FM Stroemer sind flexible Nomaden und scheuen den Begriff „Techno Pop“ mitnichten, obwohl sie weiter auf „hundert Prozent Pure House“ gepolt sind. Techno geht von einer generellen, gespielten Künstlichkeit der Welt aus und liefert den Medien deshalb aalglatte Images statt Pop-Personalities mit interessanten Biographien.

„Die Leute erwarten Gesichter auf der Bühne, und als DJ bekommt man etwas an die eigene Adresse zurück. Das ist trotzdem ein schwieriger Spagat zwischen multinationalem Konsum und einem leicht konsumorientierten Underground“, kommentiert Marcel. „Bei uns läuft die Musik über die Ohren. Mit diesem technischen Gefrickel kann ich nichts anfangen“, meint Frank und erklärt noch mal den Unterschied zwischen „Plattenauflegern“ und Künstlern, die wie verrückte Wissenschaftler mit mutierter Elektronik rumexperimentieren und ruhig auch goldene Schallplatten empfangen dürfen.

Zelebriert wird nur die Nacht, der gesamte Kontext und jeder Track ist dazu da, ihn zu benutzen, um die Stimmung zu verstärken. Die schlechtesten Tracks und Compilations bekommen trotzdem die meiste Promotion, und jeder, der ein Drum-Programm auf seiner Festplatte hat, fühlt sich zum Musiker berufen, egal wie stumpf das Ergebnis ist; die anderen können es scheinbar auch nicht besser. Speed Garage ist inzwischen meist so schlecht gehackt wie die Drogen, die dazugehören, Musik als Pufferzone gegen die Schreie der Wirklichkeit, so sagen es jene, die schon techno genug sind und die Aufbahrung der „Rolling Stones“ dem physischen Spaß der ravenden Gesellschaft weiter vorziehen werden.
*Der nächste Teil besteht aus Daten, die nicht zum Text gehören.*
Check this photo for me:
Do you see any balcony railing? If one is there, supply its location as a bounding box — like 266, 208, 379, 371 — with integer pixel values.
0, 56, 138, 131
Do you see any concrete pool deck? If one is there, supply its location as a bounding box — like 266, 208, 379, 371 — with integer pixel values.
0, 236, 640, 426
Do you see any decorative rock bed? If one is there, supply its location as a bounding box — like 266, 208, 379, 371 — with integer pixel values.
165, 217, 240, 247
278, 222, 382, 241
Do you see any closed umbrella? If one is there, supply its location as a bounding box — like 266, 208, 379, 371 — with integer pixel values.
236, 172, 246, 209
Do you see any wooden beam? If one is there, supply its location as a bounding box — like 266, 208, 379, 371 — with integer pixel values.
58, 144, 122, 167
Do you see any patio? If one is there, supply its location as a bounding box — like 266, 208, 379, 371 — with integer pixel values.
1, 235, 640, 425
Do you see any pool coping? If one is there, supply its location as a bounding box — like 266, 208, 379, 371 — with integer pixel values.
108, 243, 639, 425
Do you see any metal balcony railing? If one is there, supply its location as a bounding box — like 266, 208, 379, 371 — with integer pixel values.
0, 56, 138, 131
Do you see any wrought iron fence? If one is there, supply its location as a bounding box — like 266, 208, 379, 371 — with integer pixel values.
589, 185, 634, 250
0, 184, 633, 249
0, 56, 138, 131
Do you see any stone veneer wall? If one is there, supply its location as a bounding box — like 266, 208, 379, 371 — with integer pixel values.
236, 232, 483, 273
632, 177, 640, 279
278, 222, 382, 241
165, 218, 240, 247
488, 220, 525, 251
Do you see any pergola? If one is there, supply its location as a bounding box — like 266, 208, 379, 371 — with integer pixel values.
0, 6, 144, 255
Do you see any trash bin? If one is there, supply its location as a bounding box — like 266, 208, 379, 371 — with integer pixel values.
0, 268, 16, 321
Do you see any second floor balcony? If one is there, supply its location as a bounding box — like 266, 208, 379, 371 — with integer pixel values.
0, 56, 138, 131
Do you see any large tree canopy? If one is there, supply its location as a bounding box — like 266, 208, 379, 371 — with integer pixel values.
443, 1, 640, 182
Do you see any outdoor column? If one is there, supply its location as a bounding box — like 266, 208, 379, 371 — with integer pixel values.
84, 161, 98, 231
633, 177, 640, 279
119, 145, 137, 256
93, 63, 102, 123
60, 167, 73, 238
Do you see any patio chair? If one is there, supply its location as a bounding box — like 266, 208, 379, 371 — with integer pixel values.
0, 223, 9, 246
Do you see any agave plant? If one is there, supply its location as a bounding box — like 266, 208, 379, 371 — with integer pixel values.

Musik ist aber nicht mehr Kunst per se. Da hat der Kapitalismus den Fuß dazwischen. Musik ist ein Medium, um Ideen, Ideale und Viren zu transportieren. Ein neues System wurde installiert, und es sind noch viele Abstürze zu verzeichnen. Techno bittet um Verständnis.

So, check out www.transhuman.com and join the ranks of the young and exotic.